With 4 euros clinking together in your sweaty palm, you order a simple cappuccino and a cornetto di Nutella as nothing within the display case is labeled, and the coffee options are nowhere to be seen. Better to play it safe, you think, although this is far from your complicated order in America with ice and oat milk and a sprinkle of brown sugar atop a delicately designed milky swan. The man behind the register will then announce your order for the baristas to hear, along with every other person in the bar, as you place your change in the tray. You’re still €0.50 short and fish the rest from your pocket, thinking they must be changing these prices daily. They’re not. The man’s responding “grazie” is so beautifully tilted at the end, so artfully released, that it hardly deserves a “prego”, so you, too, tell him “grazie” for his patience, for his thoughtfulness, for his pretending not to notice your Americanness in that split-second encounter.
You wait at the bar for the baristas to call your order out, not your name or order, amongst a group of Italians, solitarily sipping their coffees from small white demitasse cups. They stand close to each other along the short bar as they quickly sip, some clad in bright yellow construction uniforms, some in freshly pressed suits, others in simple daily attire, no sweatpants or slippers in sight. There’s no room at the bar at this busy hour, so you sit at a small table behind them all, watching, waiting behind the small book you brought, not to read, but for the very purpose of seeing these individuals in their most unebashed state. The woman calls your order out, and you swiftly bring it back to your table, anxious to taste the coffee, to feel the effects of the caffeine, to scrape the never-ending foam from the sides of the small cup.
The thick foam on top is exceptional and completely separated from the wonderfully bitter espresso below. There’s no frilly art on top, just the simple singular combination of coffee and milk. The espresso is dark and nutty and when you sip from your cup, you receive the perfect balance of cloud-like milk and dark-like-soil espresso. The foam on top is your favorite part of it all, though, as it melts on your tongue, releasing the flavors from the coffee below and the milk itself onto your tongue in rivulets of sweetness and richness. It’s beautiful. And yet it’s over as quickly as it began, and you’re off to your next destination, as are those at the bar, the strangers sitting among you.
You think it’s a wonder to have received such a delicious cup of coffee for so small a price, but you know you are, again, thinking in American, where maximizing any and every chance of profit is commonplace. There’s no trace of that here, in this little eastern-centered town of Umbria, where time is like a pendulum as it swings from fast moments like these to the slowness of siesta, from the cars zipping down the streets to the three-hour four-course meals at dinner. You think you might be beginning to understand it all, though, these conflicting moments, these seemingly backward timeframes. There’s something about it that feels so incomprehensibly human, as the Italians have perfected simplicity, honor it every day, in terms of their own effortless desires. So when you’re an American and you order a coffee in Italy, you’re not really ordering a coffee. You’re ordering a moment, a thread in the complicated tapestry that is everyday life in this beautiful country.

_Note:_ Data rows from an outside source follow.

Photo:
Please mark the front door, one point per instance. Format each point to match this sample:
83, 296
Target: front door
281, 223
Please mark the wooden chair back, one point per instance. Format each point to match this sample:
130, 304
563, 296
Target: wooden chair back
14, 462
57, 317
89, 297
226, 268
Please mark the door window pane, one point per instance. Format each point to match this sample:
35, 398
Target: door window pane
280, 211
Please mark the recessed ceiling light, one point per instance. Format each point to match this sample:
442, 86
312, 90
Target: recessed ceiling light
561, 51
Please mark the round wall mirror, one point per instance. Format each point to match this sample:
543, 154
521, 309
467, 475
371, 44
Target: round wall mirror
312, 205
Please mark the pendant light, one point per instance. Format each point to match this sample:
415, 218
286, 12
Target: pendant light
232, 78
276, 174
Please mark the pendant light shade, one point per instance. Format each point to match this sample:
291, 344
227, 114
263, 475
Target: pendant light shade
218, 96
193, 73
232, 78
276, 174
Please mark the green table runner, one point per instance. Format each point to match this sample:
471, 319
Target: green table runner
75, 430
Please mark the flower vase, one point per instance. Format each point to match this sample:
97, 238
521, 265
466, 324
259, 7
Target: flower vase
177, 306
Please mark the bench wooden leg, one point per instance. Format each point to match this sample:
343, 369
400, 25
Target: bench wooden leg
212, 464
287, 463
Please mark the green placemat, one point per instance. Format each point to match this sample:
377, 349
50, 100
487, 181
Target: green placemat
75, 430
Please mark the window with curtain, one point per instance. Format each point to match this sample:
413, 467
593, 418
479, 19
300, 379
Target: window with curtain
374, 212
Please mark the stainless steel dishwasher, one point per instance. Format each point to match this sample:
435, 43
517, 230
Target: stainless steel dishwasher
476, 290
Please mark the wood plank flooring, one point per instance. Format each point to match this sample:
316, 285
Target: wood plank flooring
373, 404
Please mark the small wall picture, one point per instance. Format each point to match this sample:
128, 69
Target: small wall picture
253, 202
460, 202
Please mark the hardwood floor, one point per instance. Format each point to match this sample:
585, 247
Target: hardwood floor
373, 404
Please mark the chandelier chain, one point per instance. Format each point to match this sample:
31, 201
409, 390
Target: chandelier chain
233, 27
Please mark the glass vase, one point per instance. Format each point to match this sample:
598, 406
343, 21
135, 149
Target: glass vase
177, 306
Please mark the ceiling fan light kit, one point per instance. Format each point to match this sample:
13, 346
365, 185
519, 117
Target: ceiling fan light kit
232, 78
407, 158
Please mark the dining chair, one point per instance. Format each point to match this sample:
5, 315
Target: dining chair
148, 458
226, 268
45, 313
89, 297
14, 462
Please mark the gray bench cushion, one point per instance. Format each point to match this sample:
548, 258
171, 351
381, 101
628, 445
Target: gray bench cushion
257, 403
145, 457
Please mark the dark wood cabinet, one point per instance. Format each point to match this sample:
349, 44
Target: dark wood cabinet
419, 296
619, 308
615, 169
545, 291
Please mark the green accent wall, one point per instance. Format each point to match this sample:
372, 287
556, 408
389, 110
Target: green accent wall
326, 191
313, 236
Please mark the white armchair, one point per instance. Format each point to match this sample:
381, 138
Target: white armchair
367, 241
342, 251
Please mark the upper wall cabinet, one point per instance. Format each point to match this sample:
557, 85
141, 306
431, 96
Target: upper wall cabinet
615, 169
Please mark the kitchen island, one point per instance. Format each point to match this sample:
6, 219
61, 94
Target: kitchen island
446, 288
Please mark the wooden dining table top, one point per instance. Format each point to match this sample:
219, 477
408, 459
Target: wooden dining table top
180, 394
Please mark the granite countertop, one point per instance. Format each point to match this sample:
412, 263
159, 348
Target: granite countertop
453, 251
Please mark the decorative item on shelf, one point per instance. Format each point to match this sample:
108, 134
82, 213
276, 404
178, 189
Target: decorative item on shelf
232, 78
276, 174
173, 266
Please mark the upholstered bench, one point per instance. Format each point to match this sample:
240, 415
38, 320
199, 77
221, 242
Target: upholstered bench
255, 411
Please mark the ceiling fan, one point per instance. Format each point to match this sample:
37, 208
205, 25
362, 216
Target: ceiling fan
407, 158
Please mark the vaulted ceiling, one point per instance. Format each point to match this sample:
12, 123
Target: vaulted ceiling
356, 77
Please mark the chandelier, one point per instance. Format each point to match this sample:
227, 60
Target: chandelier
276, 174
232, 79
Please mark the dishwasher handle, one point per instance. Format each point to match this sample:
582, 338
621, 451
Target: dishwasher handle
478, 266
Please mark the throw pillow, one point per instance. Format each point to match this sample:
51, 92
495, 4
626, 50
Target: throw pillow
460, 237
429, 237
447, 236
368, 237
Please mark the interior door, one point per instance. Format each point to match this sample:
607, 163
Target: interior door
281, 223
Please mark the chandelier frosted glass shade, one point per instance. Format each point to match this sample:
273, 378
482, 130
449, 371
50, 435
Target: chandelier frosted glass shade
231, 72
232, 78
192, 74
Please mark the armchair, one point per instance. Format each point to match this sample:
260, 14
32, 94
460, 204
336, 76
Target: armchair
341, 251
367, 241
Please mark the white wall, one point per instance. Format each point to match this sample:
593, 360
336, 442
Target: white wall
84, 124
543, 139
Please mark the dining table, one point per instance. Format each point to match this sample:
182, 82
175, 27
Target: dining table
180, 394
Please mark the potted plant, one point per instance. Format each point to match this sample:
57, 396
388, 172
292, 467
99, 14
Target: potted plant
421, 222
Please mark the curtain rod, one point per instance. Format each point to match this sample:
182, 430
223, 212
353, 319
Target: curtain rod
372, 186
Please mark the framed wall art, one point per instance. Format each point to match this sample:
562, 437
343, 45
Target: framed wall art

I really love this part: “So when you’re an American and you order a coffee in Italy, you’re not really ordering a coffee. You’re ordering a moment, a thread in the complicated tapestry that is everyday life in this beautiful country.”
You might play up the contrasts more: how the coffee experience in America reflects American ideology of individual choice: so many syrups, combos, milks, etc. And we pay for that choice. Almost like our coffee set-up is part of a personal branding scheme. In Spoleto, a cappuccino is a little over a Euro. It has been for a while–despite inflation. Cristiana says they don’t mess with bread and coffee! You might give a deeper sense of place (name of town, description, name of cafe, description). The lack of branding in the cafe is also fascinating–it’s just the little “pavone” on the sign (if this is the cafe you’re talking about).
Also, in Italy, you generally drink/eat your order first, and then pay at the end. In the US they want to get paid up front!
Another thing you might explore–how cafes here are both fast and extremely social–few people sit, everyone just sort of bellies up to the bar, there’s no line, you just order and they put your plate down–like it’s reserving a spot for your eventual espresso.
This is all to say that there’s more to be done with the sense of contrast here–cultural, corporate, etc, that you already start of suggest.